In the past, it was more challenging to keep up with your medical records than it is now.
With electronic records and patient portals, you can access your important information, which is valuable in a host of ways. For example, you can be more empowered in your health care decisions, and you can learn more about what your health care options may be.
If you’re dealing with a long-term or chronic illness, you can better keep up with things like symptoms and medications.
Also, if you’re in a situation where you’re going to file a lawsuit for something like a car accident, you’re going to need to have detailed medical records. These records will help show things like your medical expenses and can highlight your loss of income, as well as your medications and needed medical equipment.
Whatever the reason you need to keep track of your medical records, the following are some things to know along the way.
Know What You Need
Regardless of the underlying reason you’re collecting your medical information, there are certain things you should make sure you have. Your medical care is likely very fragmented across many providers, so even with technology making it easier to access information, that doesn’t mean it’s necessarily anymore organized.
You should ensure you have all the following, whether to help in the management of a health condition or if you have an issue with an insurance company:
- Test results
- Prescription information and guidelines
- Insurance statements
- Summaries of health care visits
Having all of this information will likely keep you healthier in general, because you can avoid the risk of situations such as taking medications that don’t interact well with one another.
You should keep insurance bills and statements for at least three years. Consider keeping your doctor visit notes and summaries indefinitely, as well as copies of your scans such as MRIs and colonoscopies. If applicable, keep your hospital discharge summaries indefinitely too.
Ask About Patient Portals Every Time You Visit a Care Provider
In any situation where you’re receiving medical care, you should ask about the patient portal, and get whatever you need to access the information it contains.
Patient portals are a secure website or app so that you can access your health information 24/7 as long as you have an internet connection.
You log in with a user name and password, which is sometimes verified by your health care provider.
These portals may have different features depending on the platform, but in general, it’ll include any diagnoses you may have, summaries of your visits and discharge summaries, immunizations, medications, lab results, and allergies.
You may be able to schedule appointments through the portal and send your care provider messages as well as paying bills.
When you access your patient portal, it has a lot of benefits outside of how easy it makes record collection and organization. For example, it allows you to check information without potentially having to make an unnecessary visit to your doctor. You may also be able to talk with your doctor about issues you’re having that aren’t necessarily urgent.
Once you’ve figured out what you need and where you access it, you can start thinking about how to organize it.
First, you’ll need to think about whether you want to do so digitally or use paper files. Most people go the digital route, simply because it saves space and you already have the information available in your patient portals so you can just download what you need.
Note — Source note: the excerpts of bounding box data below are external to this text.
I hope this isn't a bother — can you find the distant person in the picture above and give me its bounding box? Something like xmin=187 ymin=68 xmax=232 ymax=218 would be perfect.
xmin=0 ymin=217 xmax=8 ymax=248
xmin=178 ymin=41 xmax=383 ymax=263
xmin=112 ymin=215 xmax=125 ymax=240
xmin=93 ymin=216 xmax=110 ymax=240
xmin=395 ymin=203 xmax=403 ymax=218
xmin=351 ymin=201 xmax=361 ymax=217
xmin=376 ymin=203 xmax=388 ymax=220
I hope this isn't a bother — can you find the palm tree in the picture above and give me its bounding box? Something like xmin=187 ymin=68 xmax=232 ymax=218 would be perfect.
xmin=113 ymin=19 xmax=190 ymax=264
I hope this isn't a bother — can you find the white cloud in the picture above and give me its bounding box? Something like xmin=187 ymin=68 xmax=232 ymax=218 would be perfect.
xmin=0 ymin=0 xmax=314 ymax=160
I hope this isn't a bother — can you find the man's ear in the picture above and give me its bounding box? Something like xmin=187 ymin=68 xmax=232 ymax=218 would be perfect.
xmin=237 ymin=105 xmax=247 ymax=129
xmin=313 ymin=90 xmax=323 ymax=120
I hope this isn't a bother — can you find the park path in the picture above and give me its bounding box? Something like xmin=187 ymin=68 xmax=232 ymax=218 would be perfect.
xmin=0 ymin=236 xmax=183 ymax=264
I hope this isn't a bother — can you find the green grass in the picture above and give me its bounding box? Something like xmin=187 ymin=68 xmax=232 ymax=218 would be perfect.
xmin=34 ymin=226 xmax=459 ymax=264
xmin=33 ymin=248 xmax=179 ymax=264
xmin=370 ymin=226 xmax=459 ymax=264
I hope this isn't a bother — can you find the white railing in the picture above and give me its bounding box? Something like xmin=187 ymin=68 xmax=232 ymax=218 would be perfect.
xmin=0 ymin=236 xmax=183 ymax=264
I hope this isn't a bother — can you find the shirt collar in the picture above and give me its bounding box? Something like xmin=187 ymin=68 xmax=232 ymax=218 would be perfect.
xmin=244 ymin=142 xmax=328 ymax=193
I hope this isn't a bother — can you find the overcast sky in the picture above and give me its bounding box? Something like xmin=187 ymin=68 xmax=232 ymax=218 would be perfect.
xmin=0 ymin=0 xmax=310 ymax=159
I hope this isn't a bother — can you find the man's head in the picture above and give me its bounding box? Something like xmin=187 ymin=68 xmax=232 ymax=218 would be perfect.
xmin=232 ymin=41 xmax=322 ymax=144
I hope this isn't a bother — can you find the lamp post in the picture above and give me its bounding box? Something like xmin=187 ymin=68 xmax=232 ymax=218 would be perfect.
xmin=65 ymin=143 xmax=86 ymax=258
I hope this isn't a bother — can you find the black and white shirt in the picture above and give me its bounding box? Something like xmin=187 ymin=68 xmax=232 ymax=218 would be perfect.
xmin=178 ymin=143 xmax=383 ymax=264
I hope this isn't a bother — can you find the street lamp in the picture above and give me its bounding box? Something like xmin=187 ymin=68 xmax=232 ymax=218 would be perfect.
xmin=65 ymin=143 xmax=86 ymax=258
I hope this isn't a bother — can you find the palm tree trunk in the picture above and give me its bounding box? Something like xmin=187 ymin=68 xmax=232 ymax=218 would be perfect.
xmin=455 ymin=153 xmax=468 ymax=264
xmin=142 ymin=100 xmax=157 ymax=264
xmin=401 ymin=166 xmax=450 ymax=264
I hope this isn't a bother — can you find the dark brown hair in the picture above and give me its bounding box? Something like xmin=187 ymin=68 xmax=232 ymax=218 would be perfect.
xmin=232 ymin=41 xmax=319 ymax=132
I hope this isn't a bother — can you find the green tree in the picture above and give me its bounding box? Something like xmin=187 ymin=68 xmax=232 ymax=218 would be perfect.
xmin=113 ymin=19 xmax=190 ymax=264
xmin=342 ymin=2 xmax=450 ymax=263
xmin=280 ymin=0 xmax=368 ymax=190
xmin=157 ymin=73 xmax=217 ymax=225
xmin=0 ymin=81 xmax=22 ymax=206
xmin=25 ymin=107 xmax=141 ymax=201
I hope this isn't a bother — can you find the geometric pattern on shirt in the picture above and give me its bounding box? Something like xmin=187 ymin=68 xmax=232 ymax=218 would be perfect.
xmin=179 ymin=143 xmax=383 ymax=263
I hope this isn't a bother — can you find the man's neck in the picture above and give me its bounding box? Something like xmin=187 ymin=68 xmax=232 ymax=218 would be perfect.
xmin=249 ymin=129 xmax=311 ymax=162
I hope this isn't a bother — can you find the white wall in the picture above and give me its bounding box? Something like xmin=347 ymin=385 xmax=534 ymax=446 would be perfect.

In the beginning, think about the system you want to use. You might organize by month or year, or perhaps by the type of document it is.
For example, maybe you group all of your scans and tests together and then your prescriptions in another file or folder.
Once you’ve done the initial steps to organize everything, you can start filing each document or record as soon as you get it, to make it easier.
If you ever file a claim such as a car insurance claim, you’re going to be prepared with everything your lawyer will need for your case, so it’s not as overwhelming.
If you’re going to keep up with everything digitally, some apps can make it easier, such as Chartspan.
Finally, if you regularly have a family member go to doctor’s appointments with you, maybe you ask them to help you keep your records too, or to take notes for you during your visits because these can be important too.